Council delays decision on Apple data centre in Galway

Group of locals oppose planned location of new €850 million complex near Athenry

The Apple logo. A group of Galway residents have objected to the planned location of a new Apple data centre near Athenry. File photograph: Aly Song/Reuters

The Apple logo. A group of Galway residents have objected to the planned location of a new Apple data centre near Athenry. File photograph: Aly Song/Reuters


Apple has chosen the “wrong site” for its proposed €850 million data centre near Athenry, Co Galway, according to a group of residents who have objected to the planning application.

Energy use concerns, impact of noise on a local primary school and on bird life, and the potential for a “greenway” cycle route are among the issues raised in a number of submissions on the project lodged with Galway County Council.

Residents of Lisheenkyle, near Oranmore in Co Galway, are critical of the environmental impact statement (EIS) accompanying Apple’s planning application, which seeks approval for a 24,505sqm single-storey data centre building, along with logistics, administration, maintenance and security buildings in the townland of Palmerstown and Toberroe near Athenry.

Galway County Council was due to issue a decision on the application on Thursday, but has confirmed that it is seeking “further information”.

The application includes proposals for 18 generators and a 2.4m high perimeter security fencing, along with supplementary tree planting, landscaping and an “amenity walkway”.

The company had promised an “outdoor classroom” for Lisheenkyle National School, which backs up onto the woodland area. The 227-pupil school already has a “seomra na coille”, or “eco-classroom”, and its own 11kw wind turbine for its energy needs.

However, the group of Lisheenkyle residents, which includes parents with children in the school, state that the EIS is “inadequate” as it does not deal with issues of noise and vibration from “traffic generation” and the running of 18 generators.

The residents are concerned about the impact on both human and animal health - including that of the 300 children and staff at the Lisheenkyle school, and the sheep, dairy herds, Connemara ponies and livestock reared in adjoining land.

Their submission, prepared by HRA Planning town planning consultants in Limerick, said that the development is in the “wrong location and on the wrong site, remote from existing services and facilities and identified centres of population” and materially contravenes the Galway County Development Plan 2015-2021.

An Taisce says it is “pleased” that the company has publicly stated that its data centre will be powered by 100 per cent renewable energy, but says that the sourcing of this needs to be built into the planning and ongoing development of the site from the beginning.

It also recommends optimum mitigation of the night-time lighting used at the centre, as storing artificial light could have a negative impact on birds.

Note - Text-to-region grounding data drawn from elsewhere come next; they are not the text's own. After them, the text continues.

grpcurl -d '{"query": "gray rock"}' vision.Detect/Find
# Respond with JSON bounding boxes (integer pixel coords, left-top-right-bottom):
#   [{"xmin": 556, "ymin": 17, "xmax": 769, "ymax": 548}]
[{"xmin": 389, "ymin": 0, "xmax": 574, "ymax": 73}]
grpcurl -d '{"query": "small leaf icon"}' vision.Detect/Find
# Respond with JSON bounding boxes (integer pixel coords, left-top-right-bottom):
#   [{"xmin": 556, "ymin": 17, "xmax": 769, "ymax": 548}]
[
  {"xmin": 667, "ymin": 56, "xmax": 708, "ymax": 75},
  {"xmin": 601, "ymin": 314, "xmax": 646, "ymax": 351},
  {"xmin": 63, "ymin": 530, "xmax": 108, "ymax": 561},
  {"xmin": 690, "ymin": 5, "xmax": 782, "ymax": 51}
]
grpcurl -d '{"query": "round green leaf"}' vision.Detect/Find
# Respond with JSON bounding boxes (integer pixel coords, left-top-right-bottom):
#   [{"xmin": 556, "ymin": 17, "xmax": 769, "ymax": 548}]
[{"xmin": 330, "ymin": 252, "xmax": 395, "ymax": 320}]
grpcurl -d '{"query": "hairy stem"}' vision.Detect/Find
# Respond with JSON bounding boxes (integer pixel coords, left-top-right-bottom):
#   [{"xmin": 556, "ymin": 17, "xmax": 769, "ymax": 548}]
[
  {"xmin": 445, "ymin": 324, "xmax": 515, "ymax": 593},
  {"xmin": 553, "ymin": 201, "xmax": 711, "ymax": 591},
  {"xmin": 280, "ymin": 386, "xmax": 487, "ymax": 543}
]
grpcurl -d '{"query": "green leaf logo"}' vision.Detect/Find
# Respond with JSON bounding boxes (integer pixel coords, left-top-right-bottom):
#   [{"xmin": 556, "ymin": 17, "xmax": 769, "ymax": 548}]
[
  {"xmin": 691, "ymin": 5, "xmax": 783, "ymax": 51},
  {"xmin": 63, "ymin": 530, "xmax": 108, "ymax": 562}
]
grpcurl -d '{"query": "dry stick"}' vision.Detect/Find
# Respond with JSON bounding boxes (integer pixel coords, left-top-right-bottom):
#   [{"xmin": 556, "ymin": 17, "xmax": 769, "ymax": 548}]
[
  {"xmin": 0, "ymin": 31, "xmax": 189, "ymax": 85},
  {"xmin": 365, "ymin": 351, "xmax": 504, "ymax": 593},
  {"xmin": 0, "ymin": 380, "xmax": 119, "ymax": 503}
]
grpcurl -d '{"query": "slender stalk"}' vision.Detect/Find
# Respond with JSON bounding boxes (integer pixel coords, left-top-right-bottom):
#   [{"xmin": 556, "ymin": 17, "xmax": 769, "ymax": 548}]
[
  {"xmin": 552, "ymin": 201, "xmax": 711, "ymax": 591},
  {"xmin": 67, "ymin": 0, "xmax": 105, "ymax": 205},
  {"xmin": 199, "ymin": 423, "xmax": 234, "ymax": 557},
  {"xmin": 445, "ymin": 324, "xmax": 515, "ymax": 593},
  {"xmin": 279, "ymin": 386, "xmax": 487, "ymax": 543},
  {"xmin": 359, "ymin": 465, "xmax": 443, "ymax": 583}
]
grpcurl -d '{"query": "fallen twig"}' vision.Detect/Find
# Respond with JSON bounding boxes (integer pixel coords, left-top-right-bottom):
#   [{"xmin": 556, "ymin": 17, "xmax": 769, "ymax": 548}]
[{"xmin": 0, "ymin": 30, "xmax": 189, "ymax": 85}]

‘Carbon neutral’ transport

A community based organisation, the Athenry Revival Group, says that “carbon neutral” forms of transport to and from work should be written into the planning application, and proposes that a “greenway” footpath/cycling route should be provided by Galway County Council, running parallel with the line earmarked for the Western Rail Corridor.

The provision of a “greenway” is also raised in submissions from Labour Senator Lorraine Higgins and the Sligo Mayo Greenway and Western rail trail campaigns.

Ms Higgins says that the “greenway” would allow for sustainable transport commuting by staff and would link into the national cycle network, including the Dublin-Galway route currently under construction.

She says that Apple should be asked to consider contributing funding for the cycleway/walkway, and suggests the potential for “naming rights”.

The multinational announced in February that Co Galway was one of two European locations for new data centres - the second being in Denmark.

Galway’s chamber of commerce welcomed the €850 million project, which promised some 300 jobs should it open in 2017.

Energy links and security were said to be factors in the choice of location in a conifer plantation owned by Coillte, along with the weather in the west of Ireland. Data centres produce enormous amounts of heat and require constant cooling.

Apple has promised that it will use renewable energy at the centre, but the details of how this would be achieved have been queried in several of the submissions.